Why Have The Rates Of Eye Exams For Diabetics Decreased?
The Canadian Medical Association Journal has reported that the removal of eye exams from the Ontario Health Insurance Plan (OHIP), for healthy adults under age 65, has led to lower rates of recommended eye screening for people with diabetes, which is puzzling because eye exams for people with diabetes are still covered.
When you have diabetes, it is recommended for your wellbeing that you have a dilated eye exam every 1-2 years to screen for diabetic retinopathy, which is a possible wellness outcome from the disease and the main cause of blindness in adults. However, if this is detected and treated early it can significantly reduce your likelihood of blindness, so why the decline?

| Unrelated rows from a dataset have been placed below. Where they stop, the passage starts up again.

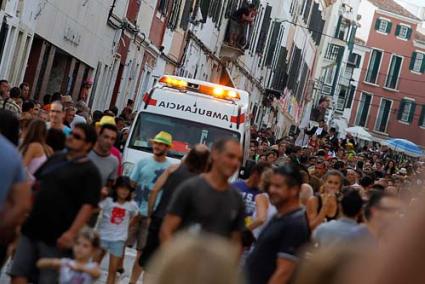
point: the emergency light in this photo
(214, 91)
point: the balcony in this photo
(235, 42)
(333, 51)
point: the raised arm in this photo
(261, 208)
(283, 272)
(158, 187)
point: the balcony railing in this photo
(236, 40)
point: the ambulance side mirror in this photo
(245, 170)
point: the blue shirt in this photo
(335, 232)
(146, 173)
(11, 168)
(248, 196)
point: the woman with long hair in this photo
(390, 167)
(324, 206)
(34, 149)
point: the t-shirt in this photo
(11, 168)
(117, 154)
(63, 188)
(248, 196)
(281, 238)
(335, 232)
(146, 173)
(203, 208)
(69, 276)
(115, 219)
(66, 130)
(174, 180)
(107, 166)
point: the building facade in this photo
(16, 37)
(337, 63)
(389, 99)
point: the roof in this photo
(359, 41)
(393, 7)
(420, 36)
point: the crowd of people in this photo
(65, 204)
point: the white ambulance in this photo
(193, 112)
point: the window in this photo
(383, 26)
(406, 110)
(363, 110)
(354, 59)
(340, 103)
(394, 72)
(422, 117)
(383, 115)
(330, 75)
(350, 98)
(332, 51)
(374, 65)
(403, 32)
(261, 44)
(342, 28)
(417, 62)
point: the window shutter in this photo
(389, 26)
(409, 33)
(338, 26)
(423, 64)
(422, 116)
(184, 21)
(413, 60)
(264, 30)
(272, 43)
(377, 24)
(397, 30)
(412, 112)
(400, 109)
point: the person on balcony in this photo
(240, 20)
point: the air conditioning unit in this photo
(326, 90)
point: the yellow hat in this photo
(163, 138)
(106, 120)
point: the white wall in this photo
(85, 22)
(366, 10)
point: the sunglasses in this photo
(77, 136)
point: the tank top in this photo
(320, 205)
(271, 211)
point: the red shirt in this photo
(115, 152)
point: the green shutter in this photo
(422, 116)
(412, 112)
(397, 30)
(409, 33)
(389, 26)
(377, 23)
(400, 109)
(413, 60)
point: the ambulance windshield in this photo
(185, 133)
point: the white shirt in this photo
(115, 219)
(68, 275)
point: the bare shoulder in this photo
(171, 169)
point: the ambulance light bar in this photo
(217, 92)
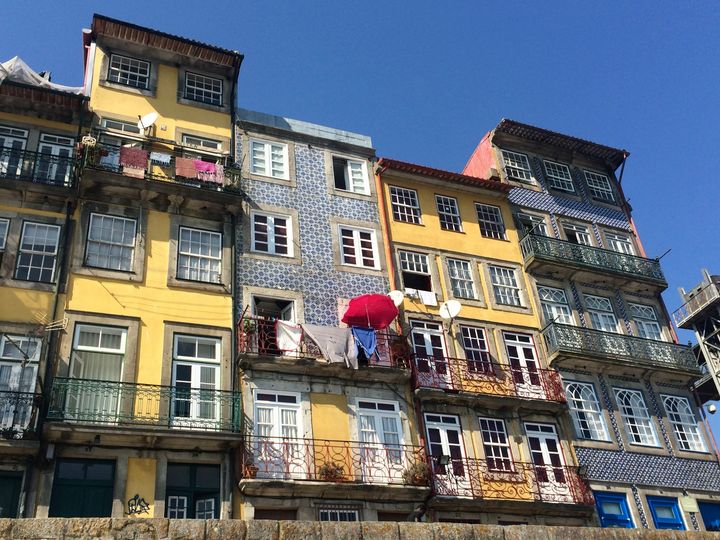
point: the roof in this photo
(614, 156)
(148, 37)
(422, 170)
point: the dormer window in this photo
(129, 71)
(203, 89)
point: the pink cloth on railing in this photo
(133, 157)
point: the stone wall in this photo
(141, 529)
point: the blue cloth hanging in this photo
(365, 339)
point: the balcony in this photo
(38, 168)
(161, 161)
(128, 405)
(505, 480)
(542, 253)
(487, 378)
(565, 342)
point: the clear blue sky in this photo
(427, 79)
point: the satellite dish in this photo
(450, 309)
(147, 121)
(396, 297)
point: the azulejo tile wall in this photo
(316, 277)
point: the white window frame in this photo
(110, 243)
(270, 152)
(585, 409)
(357, 247)
(447, 208)
(599, 186)
(684, 423)
(201, 90)
(637, 417)
(200, 257)
(116, 74)
(271, 233)
(405, 205)
(559, 176)
(490, 221)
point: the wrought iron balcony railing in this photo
(543, 248)
(486, 377)
(492, 479)
(159, 161)
(18, 414)
(281, 458)
(85, 401)
(37, 167)
(565, 339)
(258, 336)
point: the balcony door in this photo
(277, 451)
(548, 461)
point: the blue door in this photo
(613, 510)
(711, 515)
(666, 513)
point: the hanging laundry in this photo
(288, 336)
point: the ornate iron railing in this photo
(591, 258)
(107, 157)
(258, 336)
(563, 338)
(281, 458)
(18, 414)
(487, 377)
(501, 479)
(103, 402)
(703, 298)
(37, 167)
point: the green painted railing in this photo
(85, 401)
(563, 338)
(543, 248)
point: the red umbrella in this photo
(370, 311)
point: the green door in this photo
(82, 488)
(10, 484)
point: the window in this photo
(449, 213)
(110, 242)
(585, 411)
(415, 269)
(129, 71)
(559, 176)
(555, 306)
(476, 349)
(666, 513)
(505, 286)
(638, 424)
(271, 234)
(517, 166)
(490, 221)
(405, 205)
(599, 186)
(199, 255)
(337, 514)
(620, 243)
(577, 234)
(37, 253)
(203, 88)
(350, 175)
(530, 224)
(496, 445)
(192, 491)
(461, 281)
(646, 321)
(269, 159)
(685, 427)
(358, 247)
(613, 510)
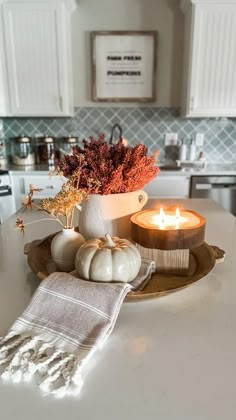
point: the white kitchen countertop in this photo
(171, 358)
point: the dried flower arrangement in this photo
(103, 168)
(61, 208)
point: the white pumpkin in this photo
(108, 259)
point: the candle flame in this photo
(177, 213)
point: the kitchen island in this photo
(171, 358)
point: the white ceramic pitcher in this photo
(110, 213)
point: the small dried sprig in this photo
(61, 208)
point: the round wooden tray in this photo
(202, 260)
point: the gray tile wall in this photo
(147, 125)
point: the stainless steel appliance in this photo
(221, 189)
(7, 202)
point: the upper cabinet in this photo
(38, 57)
(210, 58)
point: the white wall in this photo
(161, 15)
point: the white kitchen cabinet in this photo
(50, 186)
(210, 58)
(168, 186)
(38, 57)
(4, 109)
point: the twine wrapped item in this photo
(67, 320)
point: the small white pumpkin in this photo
(108, 259)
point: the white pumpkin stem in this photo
(109, 242)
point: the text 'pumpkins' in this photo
(108, 259)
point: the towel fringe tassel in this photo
(23, 356)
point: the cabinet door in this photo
(3, 74)
(168, 186)
(37, 59)
(212, 82)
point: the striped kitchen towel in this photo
(66, 321)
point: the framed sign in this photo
(124, 66)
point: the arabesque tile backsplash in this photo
(145, 124)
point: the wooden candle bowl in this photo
(154, 238)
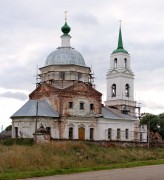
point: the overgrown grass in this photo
(20, 161)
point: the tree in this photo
(8, 128)
(155, 122)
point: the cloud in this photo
(14, 95)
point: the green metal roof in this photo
(120, 48)
(66, 29)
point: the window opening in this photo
(70, 135)
(70, 105)
(81, 105)
(91, 107)
(109, 133)
(48, 130)
(91, 133)
(79, 75)
(126, 133)
(125, 63)
(115, 63)
(16, 132)
(62, 75)
(113, 90)
(118, 134)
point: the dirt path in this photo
(155, 172)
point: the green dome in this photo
(120, 51)
(120, 48)
(66, 29)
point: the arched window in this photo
(70, 133)
(118, 133)
(113, 90)
(115, 63)
(127, 90)
(125, 63)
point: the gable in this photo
(82, 88)
(43, 90)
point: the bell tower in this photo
(120, 80)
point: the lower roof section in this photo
(112, 113)
(29, 109)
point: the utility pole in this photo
(148, 135)
(36, 121)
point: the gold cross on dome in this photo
(120, 22)
(66, 15)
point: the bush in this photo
(18, 141)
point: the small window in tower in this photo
(91, 107)
(126, 133)
(81, 105)
(113, 90)
(79, 75)
(48, 130)
(118, 133)
(125, 63)
(127, 90)
(16, 132)
(62, 75)
(70, 105)
(91, 133)
(70, 133)
(115, 63)
(110, 133)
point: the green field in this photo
(22, 161)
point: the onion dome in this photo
(120, 48)
(66, 55)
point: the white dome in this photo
(65, 55)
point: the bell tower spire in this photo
(120, 79)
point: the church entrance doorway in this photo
(81, 133)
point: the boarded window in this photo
(16, 132)
(126, 133)
(48, 130)
(91, 133)
(70, 134)
(127, 90)
(114, 90)
(79, 75)
(115, 63)
(109, 133)
(62, 75)
(91, 107)
(81, 105)
(125, 63)
(70, 105)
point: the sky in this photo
(30, 30)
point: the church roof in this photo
(112, 113)
(29, 109)
(65, 55)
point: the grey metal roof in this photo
(112, 113)
(65, 55)
(29, 109)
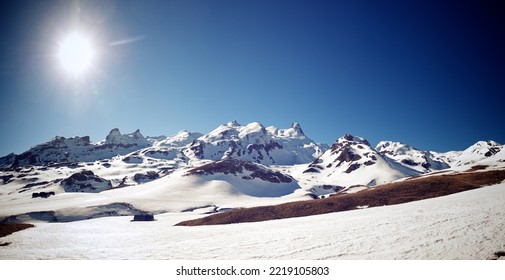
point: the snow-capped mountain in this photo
(79, 149)
(352, 161)
(247, 177)
(408, 156)
(254, 142)
(171, 147)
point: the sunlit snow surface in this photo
(466, 225)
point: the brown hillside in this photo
(388, 194)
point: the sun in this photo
(76, 54)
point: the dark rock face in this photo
(239, 167)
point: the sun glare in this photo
(76, 54)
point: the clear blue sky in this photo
(427, 73)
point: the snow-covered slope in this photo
(480, 151)
(172, 147)
(410, 157)
(467, 225)
(79, 149)
(254, 142)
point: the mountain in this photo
(352, 161)
(79, 149)
(247, 177)
(410, 157)
(170, 148)
(254, 142)
(481, 151)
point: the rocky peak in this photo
(113, 135)
(233, 123)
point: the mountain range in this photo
(350, 161)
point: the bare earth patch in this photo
(387, 194)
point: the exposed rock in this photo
(85, 181)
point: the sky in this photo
(427, 73)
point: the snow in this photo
(467, 225)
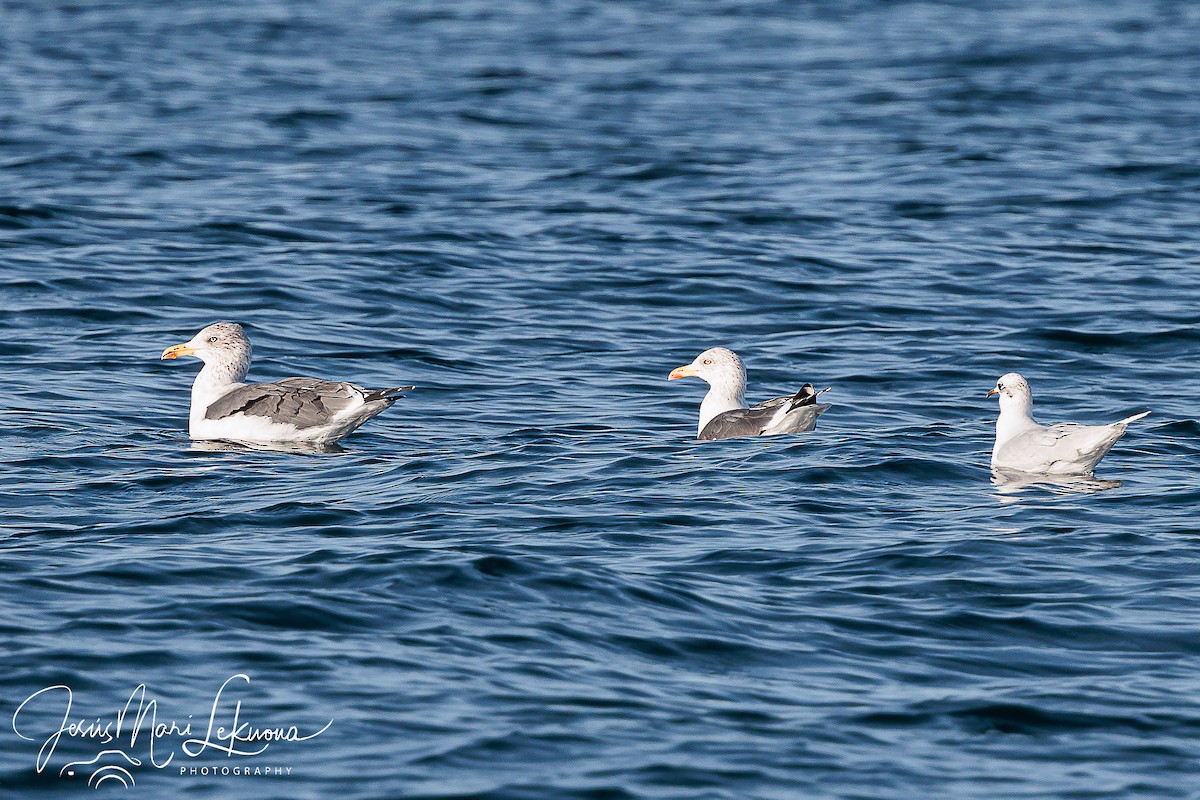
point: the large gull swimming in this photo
(1065, 449)
(724, 413)
(292, 410)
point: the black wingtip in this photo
(387, 394)
(807, 396)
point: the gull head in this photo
(222, 344)
(718, 366)
(1013, 390)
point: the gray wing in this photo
(743, 421)
(1060, 446)
(301, 402)
(774, 415)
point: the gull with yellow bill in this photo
(293, 410)
(724, 413)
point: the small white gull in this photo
(1065, 449)
(292, 410)
(724, 413)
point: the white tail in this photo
(1133, 419)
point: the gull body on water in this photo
(293, 410)
(724, 413)
(1065, 449)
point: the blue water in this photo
(528, 579)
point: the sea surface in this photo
(528, 581)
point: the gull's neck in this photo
(216, 379)
(723, 396)
(1015, 417)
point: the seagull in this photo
(292, 410)
(1065, 449)
(724, 413)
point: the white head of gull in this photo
(724, 413)
(1065, 449)
(292, 410)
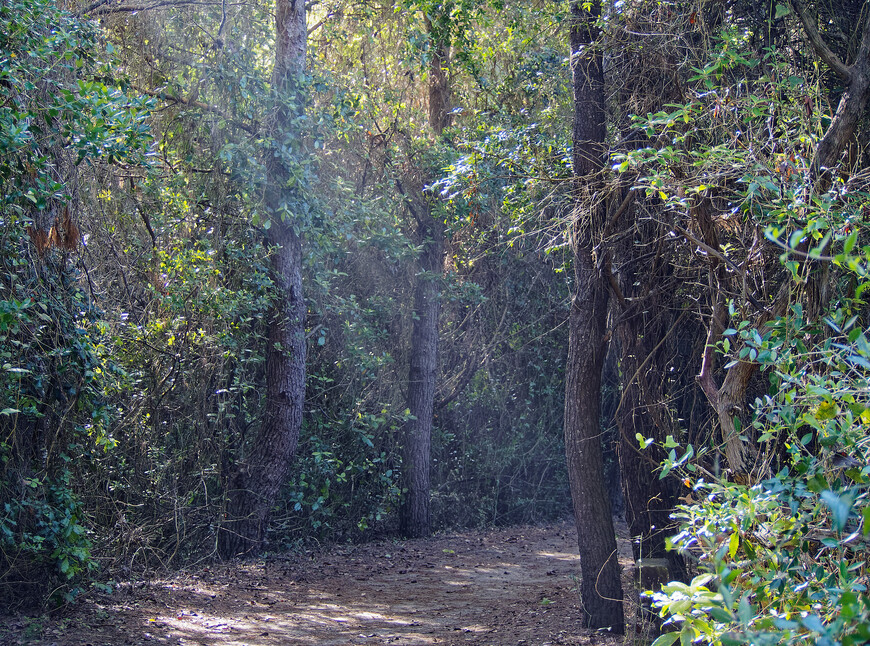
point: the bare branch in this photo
(824, 52)
(107, 7)
(166, 96)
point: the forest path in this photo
(512, 586)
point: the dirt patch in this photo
(508, 586)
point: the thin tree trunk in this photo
(414, 514)
(255, 485)
(600, 584)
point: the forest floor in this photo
(497, 587)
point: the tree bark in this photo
(728, 399)
(255, 485)
(414, 514)
(600, 584)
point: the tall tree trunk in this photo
(414, 514)
(600, 584)
(255, 485)
(728, 399)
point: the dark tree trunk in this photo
(415, 517)
(414, 514)
(256, 482)
(600, 584)
(729, 398)
(649, 500)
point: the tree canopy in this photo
(279, 274)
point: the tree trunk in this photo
(414, 514)
(600, 584)
(729, 399)
(255, 485)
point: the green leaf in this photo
(733, 544)
(666, 640)
(840, 507)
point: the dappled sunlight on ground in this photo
(512, 586)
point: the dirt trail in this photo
(509, 586)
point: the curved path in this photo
(512, 586)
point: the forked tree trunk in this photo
(257, 480)
(414, 514)
(729, 398)
(600, 584)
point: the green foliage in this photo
(781, 560)
(60, 113)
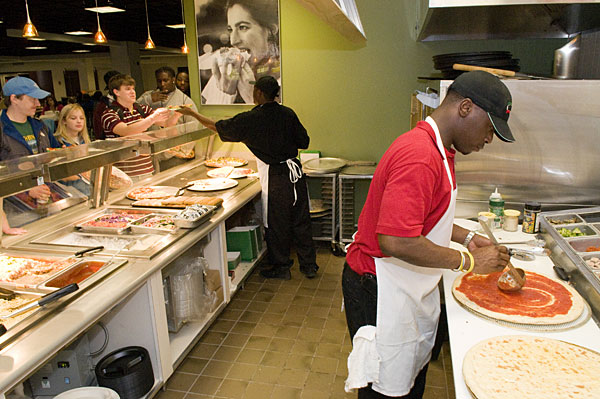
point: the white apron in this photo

According to Dr Tara Kiran, a family doctor and researcher at St. Michael’s Hospital and research fellow at the Institute for Clinical Evaluative Sciences in Toronto, ‘Health policy experts suggest that delisting services from insurance schemes can have unpredictable effects’. She notes that ‘Understanding the effect of delisting on care is particularly important as governments face fiscal pressures and contemplate further reductions in what is publicly insured.’
Since November 2004, OHIP doesn’t fund annual eye exams for adults aged 20-64 years, but they are still fully funded for children and seniors. Annual exams are still covered for adults with diabetes, those with other conditions that affect the eyes and people receiving social assistance, yet when the team analysed data on publicly funded eye exams of adults aged 40 and over with diabetes in Ontario, they found that eye exam rates for people aged 40-65 years remained steady at 69% between 1998 and 2004, but dropped to 61% in 2006 and remained low at 57% in 2010.
The authors surmise that this drop was possibly because optometrists were doing fewer exams, and patients and health care providers may not have understood that eye exams done by an optometrist are covered for people with diabetes. There’s also a chance that patients have been inadvertently or inappropriately charged for this service, though the authors were not able to study this.
The authors conclude ‘In this time of fiscal restraint, policy-makers will increasingly debate which services are ‘medically necessary’ and warrant coverage. Some limitations of services may be rational and justified, but policy-makers will need to be mindful of the unintended consequences of delisting services from insurance schemes and the potential impact on health equity. Policy changes need to be accompanied by better and more effective communication strategies to decrease misunderstanding among patients and health care providers.’